🤖 AI Summary
This work addresses the limitations of traditional 3D head avatar reconstruction, which often relies on time-consuming optimization or costly preprocessing and thus lacks scalability. The authors propose a unified feed-forward framework capable of rapidly generating high-quality, animatable 3D Gaussian head avatars from only a few pose-free portrait images. Key innovations include the first Multi-View Query Transformer for fusing multi-image information, end-to-end regression of FLAME animation parameters, and a three-stage curriculum training strategy—comprising large-scale monocular pretraining, multi-view fine-tuning, and optional personalization—to balance generalization and fidelity. On the NeRSemble benchmark, the method surpasses the state-of-the-art LAM by 5.5 dB in PSNR, achieves reconstruction in just 2 seconds (10 seconds with personalization), and enables real-time animation at 49 FPS on a single A100 GPU.
📝 Abstract
Avatar reconstruction has traditionally relied on per-subject optimization that requires hours of computation or on expensive preprocessing that limits scalability. We introduce FFAvatar, a generalizable feed-forward framework that reconstructs high-quality, animatable 3D Gaussian head avatars from few-shot unposed portrait images in seconds. FFAvatar fuses information from multiple source images into a unified canonical Gaussian representation through Multi-View Query-Former, which is animated via FLAME parameters predicted end-to-end directly from pixels, eliminating the overhead of offline FLAME extraction.
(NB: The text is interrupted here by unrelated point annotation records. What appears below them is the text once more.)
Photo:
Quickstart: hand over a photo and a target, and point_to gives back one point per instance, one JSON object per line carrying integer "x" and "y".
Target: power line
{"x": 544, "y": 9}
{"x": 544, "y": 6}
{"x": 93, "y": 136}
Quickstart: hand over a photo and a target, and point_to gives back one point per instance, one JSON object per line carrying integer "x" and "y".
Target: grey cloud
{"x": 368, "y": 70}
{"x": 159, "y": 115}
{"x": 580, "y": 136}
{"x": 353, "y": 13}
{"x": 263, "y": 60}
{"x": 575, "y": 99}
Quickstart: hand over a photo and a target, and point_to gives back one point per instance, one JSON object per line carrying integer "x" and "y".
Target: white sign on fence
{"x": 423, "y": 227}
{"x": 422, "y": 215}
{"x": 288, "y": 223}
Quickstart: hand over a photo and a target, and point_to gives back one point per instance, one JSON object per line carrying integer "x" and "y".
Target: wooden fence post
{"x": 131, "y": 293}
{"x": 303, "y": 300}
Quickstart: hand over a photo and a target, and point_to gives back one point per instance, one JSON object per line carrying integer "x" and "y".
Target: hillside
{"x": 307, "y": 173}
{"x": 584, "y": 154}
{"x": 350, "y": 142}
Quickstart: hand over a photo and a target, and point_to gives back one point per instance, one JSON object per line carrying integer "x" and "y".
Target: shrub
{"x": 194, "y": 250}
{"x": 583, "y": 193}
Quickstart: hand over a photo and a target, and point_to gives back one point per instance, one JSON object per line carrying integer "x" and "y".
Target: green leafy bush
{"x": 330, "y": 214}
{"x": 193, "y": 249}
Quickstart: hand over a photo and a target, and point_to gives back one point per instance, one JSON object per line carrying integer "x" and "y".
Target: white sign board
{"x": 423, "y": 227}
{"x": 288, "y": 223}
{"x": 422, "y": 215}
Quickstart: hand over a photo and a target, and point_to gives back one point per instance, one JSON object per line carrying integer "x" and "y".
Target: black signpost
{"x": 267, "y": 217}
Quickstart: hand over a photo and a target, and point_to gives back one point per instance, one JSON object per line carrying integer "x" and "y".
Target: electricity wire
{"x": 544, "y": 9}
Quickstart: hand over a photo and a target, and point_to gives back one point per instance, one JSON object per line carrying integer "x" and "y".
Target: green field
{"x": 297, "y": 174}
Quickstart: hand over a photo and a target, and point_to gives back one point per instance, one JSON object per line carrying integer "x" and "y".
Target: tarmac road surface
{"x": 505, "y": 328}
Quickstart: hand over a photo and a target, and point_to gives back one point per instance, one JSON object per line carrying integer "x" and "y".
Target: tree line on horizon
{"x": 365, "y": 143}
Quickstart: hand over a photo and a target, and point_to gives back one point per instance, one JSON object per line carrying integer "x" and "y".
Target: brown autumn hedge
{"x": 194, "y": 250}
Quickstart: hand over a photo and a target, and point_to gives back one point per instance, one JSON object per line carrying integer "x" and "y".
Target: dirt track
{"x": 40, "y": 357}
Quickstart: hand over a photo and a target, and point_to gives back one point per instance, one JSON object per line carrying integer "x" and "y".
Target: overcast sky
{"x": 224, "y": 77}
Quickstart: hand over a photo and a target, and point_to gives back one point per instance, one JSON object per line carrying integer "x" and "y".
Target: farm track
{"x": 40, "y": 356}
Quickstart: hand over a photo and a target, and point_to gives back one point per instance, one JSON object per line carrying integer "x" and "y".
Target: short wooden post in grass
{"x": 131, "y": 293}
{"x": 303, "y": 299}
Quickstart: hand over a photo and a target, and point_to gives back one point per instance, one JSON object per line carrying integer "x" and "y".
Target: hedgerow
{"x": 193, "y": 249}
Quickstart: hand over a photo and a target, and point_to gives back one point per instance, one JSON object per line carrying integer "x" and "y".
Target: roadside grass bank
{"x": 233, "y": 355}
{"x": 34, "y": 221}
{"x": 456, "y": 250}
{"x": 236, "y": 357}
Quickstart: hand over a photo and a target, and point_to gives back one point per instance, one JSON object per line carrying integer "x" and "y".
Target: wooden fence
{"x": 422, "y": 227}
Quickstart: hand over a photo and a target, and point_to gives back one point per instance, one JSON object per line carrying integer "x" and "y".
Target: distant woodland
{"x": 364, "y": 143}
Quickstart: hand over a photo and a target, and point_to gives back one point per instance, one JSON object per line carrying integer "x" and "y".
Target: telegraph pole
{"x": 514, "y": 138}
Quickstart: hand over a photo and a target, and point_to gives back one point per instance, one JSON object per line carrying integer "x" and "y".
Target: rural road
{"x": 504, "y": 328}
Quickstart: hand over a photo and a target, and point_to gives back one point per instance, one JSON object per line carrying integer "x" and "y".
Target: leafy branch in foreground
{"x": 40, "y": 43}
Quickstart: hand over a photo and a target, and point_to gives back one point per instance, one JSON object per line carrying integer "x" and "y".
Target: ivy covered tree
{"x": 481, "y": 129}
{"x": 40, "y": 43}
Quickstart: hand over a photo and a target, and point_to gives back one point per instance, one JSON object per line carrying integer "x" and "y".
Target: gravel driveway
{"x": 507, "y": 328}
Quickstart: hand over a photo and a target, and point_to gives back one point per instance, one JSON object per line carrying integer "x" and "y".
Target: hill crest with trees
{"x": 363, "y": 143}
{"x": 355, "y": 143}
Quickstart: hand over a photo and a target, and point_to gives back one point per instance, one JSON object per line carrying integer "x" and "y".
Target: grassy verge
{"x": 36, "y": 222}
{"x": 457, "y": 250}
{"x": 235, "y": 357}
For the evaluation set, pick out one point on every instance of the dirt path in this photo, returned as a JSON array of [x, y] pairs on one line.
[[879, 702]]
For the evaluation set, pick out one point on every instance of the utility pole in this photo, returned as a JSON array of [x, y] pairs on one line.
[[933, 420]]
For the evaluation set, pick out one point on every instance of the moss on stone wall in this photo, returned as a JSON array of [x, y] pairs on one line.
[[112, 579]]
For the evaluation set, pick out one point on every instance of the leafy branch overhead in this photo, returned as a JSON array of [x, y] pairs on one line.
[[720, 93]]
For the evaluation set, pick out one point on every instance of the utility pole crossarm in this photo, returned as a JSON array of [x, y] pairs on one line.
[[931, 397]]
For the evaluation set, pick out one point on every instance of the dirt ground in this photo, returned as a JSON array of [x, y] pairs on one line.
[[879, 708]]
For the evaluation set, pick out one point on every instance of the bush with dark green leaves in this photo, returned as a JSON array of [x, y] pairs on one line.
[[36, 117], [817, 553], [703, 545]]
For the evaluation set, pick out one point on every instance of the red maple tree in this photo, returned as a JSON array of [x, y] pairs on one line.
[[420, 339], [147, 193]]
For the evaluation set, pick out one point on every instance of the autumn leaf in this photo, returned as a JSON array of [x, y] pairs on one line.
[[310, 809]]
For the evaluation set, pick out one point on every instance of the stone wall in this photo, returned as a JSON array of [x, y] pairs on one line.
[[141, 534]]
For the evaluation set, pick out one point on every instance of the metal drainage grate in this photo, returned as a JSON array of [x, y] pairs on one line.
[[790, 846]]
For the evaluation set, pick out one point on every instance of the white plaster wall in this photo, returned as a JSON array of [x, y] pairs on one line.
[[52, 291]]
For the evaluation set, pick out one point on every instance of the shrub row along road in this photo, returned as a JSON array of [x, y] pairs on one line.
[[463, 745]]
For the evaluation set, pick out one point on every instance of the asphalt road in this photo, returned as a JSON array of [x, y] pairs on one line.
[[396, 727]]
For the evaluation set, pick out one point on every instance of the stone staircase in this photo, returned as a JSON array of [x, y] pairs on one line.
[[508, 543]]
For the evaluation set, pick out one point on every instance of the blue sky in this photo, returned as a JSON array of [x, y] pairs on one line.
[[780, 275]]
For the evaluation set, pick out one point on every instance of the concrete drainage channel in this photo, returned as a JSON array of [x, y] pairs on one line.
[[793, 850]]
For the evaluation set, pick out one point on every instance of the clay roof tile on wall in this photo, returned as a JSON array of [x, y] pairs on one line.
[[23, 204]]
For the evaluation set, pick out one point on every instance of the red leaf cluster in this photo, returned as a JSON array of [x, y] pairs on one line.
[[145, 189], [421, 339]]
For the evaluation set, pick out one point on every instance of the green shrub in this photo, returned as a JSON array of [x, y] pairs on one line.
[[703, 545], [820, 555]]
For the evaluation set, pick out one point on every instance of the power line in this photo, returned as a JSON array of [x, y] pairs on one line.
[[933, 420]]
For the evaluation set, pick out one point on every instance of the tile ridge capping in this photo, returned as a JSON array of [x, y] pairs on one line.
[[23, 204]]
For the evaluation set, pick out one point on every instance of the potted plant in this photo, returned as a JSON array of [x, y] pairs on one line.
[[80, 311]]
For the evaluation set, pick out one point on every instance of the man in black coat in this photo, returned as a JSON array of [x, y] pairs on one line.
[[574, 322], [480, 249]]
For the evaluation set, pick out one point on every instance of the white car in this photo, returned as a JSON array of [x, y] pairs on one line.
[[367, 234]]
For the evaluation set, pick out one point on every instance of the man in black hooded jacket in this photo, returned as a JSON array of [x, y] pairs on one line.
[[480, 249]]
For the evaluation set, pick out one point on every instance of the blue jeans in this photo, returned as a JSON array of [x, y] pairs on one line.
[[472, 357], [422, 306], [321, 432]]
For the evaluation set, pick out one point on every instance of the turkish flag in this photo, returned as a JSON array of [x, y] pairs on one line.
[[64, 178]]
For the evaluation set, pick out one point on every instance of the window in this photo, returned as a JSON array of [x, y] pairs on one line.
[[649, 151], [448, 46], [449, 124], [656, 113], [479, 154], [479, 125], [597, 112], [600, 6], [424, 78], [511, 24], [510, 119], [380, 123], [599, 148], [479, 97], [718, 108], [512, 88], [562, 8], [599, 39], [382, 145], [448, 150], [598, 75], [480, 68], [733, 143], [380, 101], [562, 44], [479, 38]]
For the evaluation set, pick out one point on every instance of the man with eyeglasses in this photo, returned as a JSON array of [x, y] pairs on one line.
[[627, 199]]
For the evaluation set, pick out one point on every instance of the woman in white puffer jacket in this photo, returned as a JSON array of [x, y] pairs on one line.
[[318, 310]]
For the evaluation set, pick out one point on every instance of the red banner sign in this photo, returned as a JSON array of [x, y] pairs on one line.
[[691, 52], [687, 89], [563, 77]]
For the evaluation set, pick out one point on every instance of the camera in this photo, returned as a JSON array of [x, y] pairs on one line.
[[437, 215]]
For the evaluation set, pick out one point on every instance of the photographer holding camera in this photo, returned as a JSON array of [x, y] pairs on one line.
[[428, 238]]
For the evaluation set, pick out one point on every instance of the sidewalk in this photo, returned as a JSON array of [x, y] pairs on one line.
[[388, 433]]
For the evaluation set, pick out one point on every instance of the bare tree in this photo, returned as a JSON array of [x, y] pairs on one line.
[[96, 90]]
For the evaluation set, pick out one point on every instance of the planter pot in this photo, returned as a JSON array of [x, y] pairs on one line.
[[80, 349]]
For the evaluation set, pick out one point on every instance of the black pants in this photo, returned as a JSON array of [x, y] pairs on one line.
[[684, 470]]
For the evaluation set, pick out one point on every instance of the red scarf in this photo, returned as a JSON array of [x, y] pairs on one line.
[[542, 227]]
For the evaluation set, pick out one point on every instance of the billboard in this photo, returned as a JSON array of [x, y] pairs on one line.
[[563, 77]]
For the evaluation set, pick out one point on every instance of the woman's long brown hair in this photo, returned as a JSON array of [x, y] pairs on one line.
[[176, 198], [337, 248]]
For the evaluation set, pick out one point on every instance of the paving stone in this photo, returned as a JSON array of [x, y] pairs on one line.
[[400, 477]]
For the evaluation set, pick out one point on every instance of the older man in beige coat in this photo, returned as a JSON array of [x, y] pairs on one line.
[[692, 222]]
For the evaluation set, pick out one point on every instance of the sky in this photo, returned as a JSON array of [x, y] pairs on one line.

We further propose a three-stage training curriculum that achieves both broad generalization and high-fidelity reconstruction: (i) scalable pretraining on extensive monocular video data with over 1M identities to learn strong generalizable priors; (ii) multi-view fine-tuning on a small but high-quality dataset of 360-degree captures to enhance geometric fidelity and extreme-view awareness; and (iii) optional personalization that adapts to specific identities for maximum fidelity within 500 optimization steps. Extensive experiments demonstrate that FFAvatar sets a new standard for identity preservation, geometric consistency, and animation fidelity. On the NeRSemble benchmark, it outperforms the state-of-the-art LAM by a substantial 5.5 PSNR gain. Furthermore, FFAvatar enables real-time deployment, reconstructing avatars in 2 seconds without personalization and 10 seconds with personalization, while supporting 49 FPS animation on a single NVIDIA A100 GPU.